ミラの肩が、微かに、木の葉のように震えているのを。呼吸が浅く、必死に平静を装っているのを。
「お前、それ……本気で言ってるのか」
言いかける智を、ミラは鋭く遮った。
「知っています。あなたとシルクが、すでにその儀式を済ませていることも」
ミラがさらに一歩、踏み込む。俺の鼻先に、彼女の香水と、張り詰めた熱気が届く。
「勘違いしないでください。これは、力のためです。勇者として、次なる脅威に備えるために必要な工程。……それだけです」
そして。
ほんの一拍。
ミラの震える瞳が、智の視線を真っ向から射抜いた。
「……抱いてください」
「……は?」
思わず間の抜けた声が出る。
「いや待て。急すぎるだろ。せめて心の準備というか……」
「急ぐ必要があります」
ミラは、智の戸惑いを一顧だにしない。
「次に同じことが起きた時、私は、また守れない。負けて死ぬ。……それは、絶対に許せない。屈辱です」
「……」
智は、長く、長い息を吐いた。
目の前の少女は、強くなるために自分の「初めて」すら、一つの手段として供物に捧げようとしている。その危ういまでの献身とプライド。

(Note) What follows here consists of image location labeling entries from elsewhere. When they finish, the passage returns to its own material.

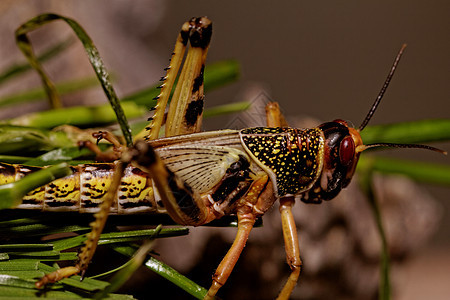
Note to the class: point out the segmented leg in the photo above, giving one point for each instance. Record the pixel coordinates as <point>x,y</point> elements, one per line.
<point>276,119</point>
<point>253,204</point>
<point>291,246</point>
<point>186,107</point>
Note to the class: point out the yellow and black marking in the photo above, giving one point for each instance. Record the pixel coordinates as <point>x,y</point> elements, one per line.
<point>63,194</point>
<point>86,189</point>
<point>292,157</point>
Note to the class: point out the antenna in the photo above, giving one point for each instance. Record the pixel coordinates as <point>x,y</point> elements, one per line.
<point>383,89</point>
<point>392,145</point>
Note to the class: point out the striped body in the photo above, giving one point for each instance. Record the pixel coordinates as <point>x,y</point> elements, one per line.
<point>220,166</point>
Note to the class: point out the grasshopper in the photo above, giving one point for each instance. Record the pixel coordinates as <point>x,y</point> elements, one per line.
<point>197,177</point>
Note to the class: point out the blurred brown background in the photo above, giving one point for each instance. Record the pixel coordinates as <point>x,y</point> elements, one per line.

「……後悔しないか。俺は、お前が思っているような高潔な人間じゃないぞ。昨日の戦い方、見たろ」
「しません」
間髪入れずに返ってくる。
「強くなるためなら、魂を売ってもいいとさえ思っています」
「……」
しばらく、重苦しい沈黙が二人を包む。
やがて、俺は諦めたように頭をかいていた。
「……ったく。お前も、シルクに負けず劣らずの頑固者だな」
小さく呟く。だが、その言葉を聞いても、ミラの足取りは一歩も引かなかった。
ただ、その頬が、冬の夜に灯った火のように、じわりと赤く染まっていくのだけが、彼女の「嘘」を証明していた。